【シンカイサンゴガニ再発見】

みなさん、はいさい!
お正月気分もすっかり抜けた1月10日、深海生物採集に出かけていたスタッフより、気になるLINEが届きました。

「ミハラハナダイ、ハタタテヒメ持ち帰り」
ふむふむ。
「カニも持ち帰ります」
カニ?

今日は釣り採集のはずだったけどなぁ・・・と不審に思いつつ生物搬入の準備。
採集組が水族館に到着して、持ち帰ったカニとやらを拝見。
ん、これはレアだ。
心当たりはあるけれど、万が一にも間違いがあると困るので、しっかり文献を確認。
大当たり。
沖縄美ら海水族館が2009年に採集し、新属新種として発表された「シンカイサンゴガニ」というカニでした。

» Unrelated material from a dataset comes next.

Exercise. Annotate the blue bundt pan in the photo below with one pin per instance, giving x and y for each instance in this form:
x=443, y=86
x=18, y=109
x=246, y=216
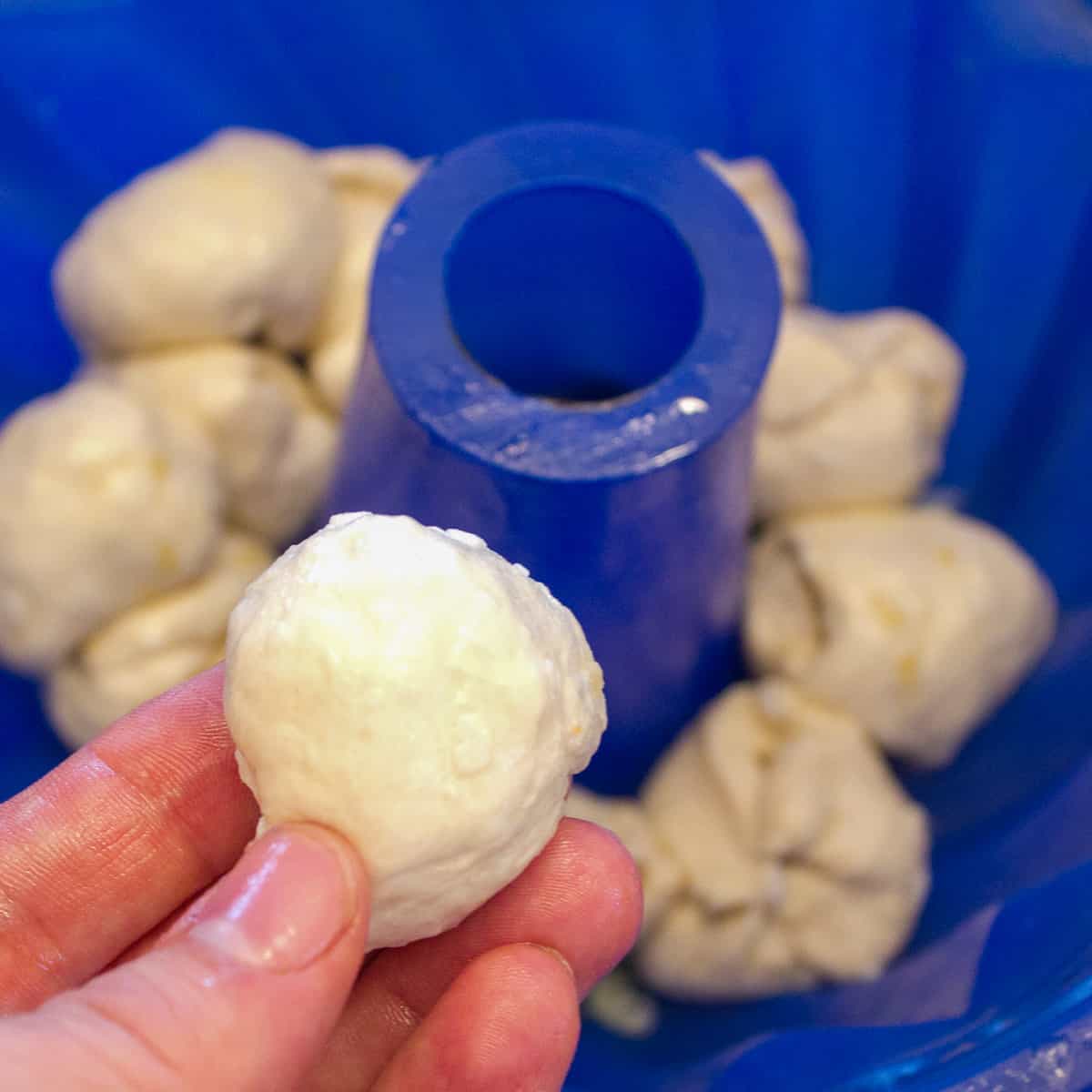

新種として発表されて以来、このカニが発見されたのは今回が初めてのこと。
特に深海の生物は、新種として発表されて以来、一度も見つかっていない種がザラにいるのです。
話を聞くと、釣り針にひっかかってきたサンゴにカニが付いていたとのこと。
なんともラッキーな出来事です。
シンカイサンゴガニは、甲らの幅が5mmほどのとても小さな種類です。そのうえ、色が特別きれいなわけでもないのに、捨てずに持ち帰って来てくれたスタッフに感謝感謝♪
このシンカイサンゴガニ、実は私が初めて新種記載に関わった種で、いつかもう1度見つけたいなぁ...と、密かに思い続けていた種だけに喜びもひとしおです。
 
というわけで、早速「深海の小さな生き物コーナー」に怪しい小窓を設置しましたので、気になる方はぜひ覗いてみてくださいね。
本日より展示開始です。

ちなみに、こちらの水槽、当館の中では過去最小の展示水槽です。


どうか見やすい場所にいてくれますように(汗)
 
※生物の状況により、予告なく展示を終了することがあります。予めご了承ください。